House Approves Postal Reform Bill
Bush Administration Demands Major Changes
07/27/2005 - The House of Representatives passed the Postal Accountability and Enhancement Act by a vote of 410-20 on July 26 and rejected three amendments approved for consideration by the Rules Committee. The voting lasted until after 9 p.m., and followed three hours of debate.
But a Statement of Administration Policy, released just hours before debate began, signaled that unless significant changes are made, President Bush will veto the bill.
The Senate is not expected to consider its version of postal reform legislation (S. 662) until after Congress returns from its annual August recess, and additional amendments could be introduced at that time. If the Senate approves the measure, a House-Senate conference committee would be convened to resolve differences between the two bills before the legislation is sent to the president.
Significant changes could be made by the conference committee, leaving little time for interested parties — including the APWU — to react.
“The House acted decisively yesterday to defeat three amendments that were hostile to postal workers and to the Postal Service,” said APWU President William Burrus. “But the final chapter on this legislation has not yet been written. We must continue to be vigilant and work to protect the interests of postal workers, the Postal Service, and the American people as the legislative process goes forward.”
Defeated provisions were amendments that would have removed a labor seat on the postal Board of Governors; established a pilot program allowing local postmasters to conduct privatization experiments; and left responsibility for military retirement costs with the Postal Service.
“I commend reform committee Chairman Tom Davis (R-VA), Ranking Minority Member Henry Waxman (D-CA), Rep. John McHugh (R-NY), and Rep. Danny Davis (D-IL) for the leadership they have shown,” Burrus said. “But there are those who remain determined to serve the mailing industry at the expense of postal workers and the American people. We cannot allow them to prevail.”
In its policy statement, the Bush administration repeated its opposition to two key provisions of the legislation that enjoy wide support in the postal community and among lawmakers of both parties.
The administration opposes releasing from an escrow account billions of dollars that the USPS has saved by ending overpayments to the Civil Service Retirement System (CSRS) unless those funds — up to $70 billion over 60 years — are dedicated to pre-funding health care and retirement benefits for postal employees. Under the current legislation, the USPS would be able to use a portion of those funds to help cover other operating costs.
The White House also opposes returning to the Treasury responsibility for paying the military-service retirement pay for postal employees. That responsibility was transferred to the Postal Service under the 2003 law that allowed the USPS to end overpayments to the CSRS system. No other government agency is responsible for such costs.

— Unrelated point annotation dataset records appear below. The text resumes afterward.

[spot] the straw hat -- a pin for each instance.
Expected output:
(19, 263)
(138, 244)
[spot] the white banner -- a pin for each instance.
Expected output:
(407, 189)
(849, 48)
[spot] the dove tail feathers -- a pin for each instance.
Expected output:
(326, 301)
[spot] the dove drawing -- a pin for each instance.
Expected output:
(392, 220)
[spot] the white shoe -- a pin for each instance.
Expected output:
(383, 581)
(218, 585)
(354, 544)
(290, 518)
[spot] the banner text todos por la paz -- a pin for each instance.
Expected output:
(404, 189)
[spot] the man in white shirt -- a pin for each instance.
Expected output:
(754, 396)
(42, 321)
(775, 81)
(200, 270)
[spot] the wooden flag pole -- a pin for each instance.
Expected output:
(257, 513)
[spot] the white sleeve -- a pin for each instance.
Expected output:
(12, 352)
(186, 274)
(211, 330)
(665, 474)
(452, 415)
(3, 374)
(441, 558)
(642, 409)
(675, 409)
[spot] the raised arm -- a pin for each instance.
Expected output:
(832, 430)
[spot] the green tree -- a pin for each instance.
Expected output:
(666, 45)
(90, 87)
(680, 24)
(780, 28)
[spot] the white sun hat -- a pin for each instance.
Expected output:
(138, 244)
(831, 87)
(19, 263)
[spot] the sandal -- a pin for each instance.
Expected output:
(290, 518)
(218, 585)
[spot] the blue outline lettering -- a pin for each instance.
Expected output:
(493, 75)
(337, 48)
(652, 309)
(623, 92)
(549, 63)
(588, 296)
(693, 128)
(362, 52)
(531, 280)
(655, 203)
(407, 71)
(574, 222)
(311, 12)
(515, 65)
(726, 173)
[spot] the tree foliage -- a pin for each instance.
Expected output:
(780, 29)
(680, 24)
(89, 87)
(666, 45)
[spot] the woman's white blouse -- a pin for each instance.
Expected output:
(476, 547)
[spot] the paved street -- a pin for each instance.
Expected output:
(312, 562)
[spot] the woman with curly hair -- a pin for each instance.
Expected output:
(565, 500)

The White House is also demanding that the legislation:
Allow greater flexibility on worksharing. The current provision “places too many restrictions” on the discounts to mailers that perform cost-saving tasks such as pre-sorting, the statement says.
Require arbitrators to consider financial health. The USPS, the policy statement says, must be assured that new limitations imposed by a postage rate cap will be considered during labor negotiations, a standard almost certain to undermine collective bargaining.
Cap future postage rate increases at the Consumer Price Index rate.
Reduce the benefits of postal workers injured on the job. Among other things, a provision in the Senate bill would delay workers’ compensation for those hurt at work. (Among federal employees, only postal workers’ benefits would be reduced.)
“The administration continues to insist on provisions that would reduce jobs, wages, benefits, and bargaining rights for postal workers,” Burrus said. “Yet it has rejected the positive proposals — embraced by the entire postal community — to free postal funds from escrow and return military retirement funding to the Treasury, which would drain billions of dollars from the Postal Service for many years to come.”